Not too long ago, you would fire up your browser, point it to www.google.com, and that little search box would take you anywhere you wanted on the Internet. You’d read up on the news, see what the world was up to, check your emails, and maybe indulge in a bit of forum flame-war on the side.
Today, the first port of call for many is not Google, but Facebook. We wake up in the morning, check our mobiles or our laptop, and Facebook tells us what our friends are up to and what they think of what you thought or said or did.
There were other social networks when Facebook debuted, but like Google it was exponentially better than the competition. Facebook is about sharing information as opposed to finding it. You don’t necessarily search for stuff. You are shown stuff. A social network and a search engine are two fundamentally different things
Our news we get from our social newsfeeds, curated by those we connect to.
Convergence theory comes into play here, pointing out that we are more likely to share interests in common with our friends, and so for many, these human-curated newsfeeds are exponentially better than any RSS feed or Google Alert. Our forums have died out; now we argue across pages, comment threads and instant group conversations. Our emails are still hanging in there, but most of that has now moved to Facebook chats.
Indeed, for many, Facebook is the representation of the web. In Sri Lanka, there are thousands who, when queried, will say “Internet na (I don’t have Internet access) habai Facebook yanna puluwang (but I CAN go on Facebook).” In their minds, Facebook is so self-sufficient that it literally is the be-all-end-all of the Internet
Unless it’s something official, it just makes no sense to go to a second site anymore.
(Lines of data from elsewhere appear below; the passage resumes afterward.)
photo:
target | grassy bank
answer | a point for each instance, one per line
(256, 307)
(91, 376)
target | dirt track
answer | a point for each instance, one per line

Facebook is on its way to become even more self-sufficient now, thanks to recent features that let publishers post their content directly onto Facebook itself. Incidentally, it also is now an advertising behemoth, getting advertisers to pay and promote content on their pages. And while Google has its moonshot projects like Loon, Facebook has its own utterly-out-of-the-box projects – including Internet.org, the quest to connect everyone on the planet for free. So far, Internet.org connects 1 billion people – about a seventh of the world’s population. It’s buying startups left, right and center – WhatsApp, Occulus, the works
Google is famous for ‘knowing everything’. But Facebook knows everything personal: what your friends are thinking, what they’re reading, watching, where they’re been, who they’re dating.
In order to understand where they stand, we have to examine the foundation on which these two companies are built. Google is built on a search engine. When it debuted, there were other search engines, but Google did it exponentially better. Google is built on the core tenets of finding information.
Facebook is built on the power of humans connecting to each other. There were other social networks when Facebook debuted, but like Google it was exponentially better than the competition. Facebook is about sharing information as opposed to finding it. You don’t necessarily search for stuff. You are shown stuff. A social network and a search engine are two fundamentally different things (and despite Google’s effort’s to integrate the two, they seem to prefer being separate). One is a search for knowledge. The other is validation of your existence.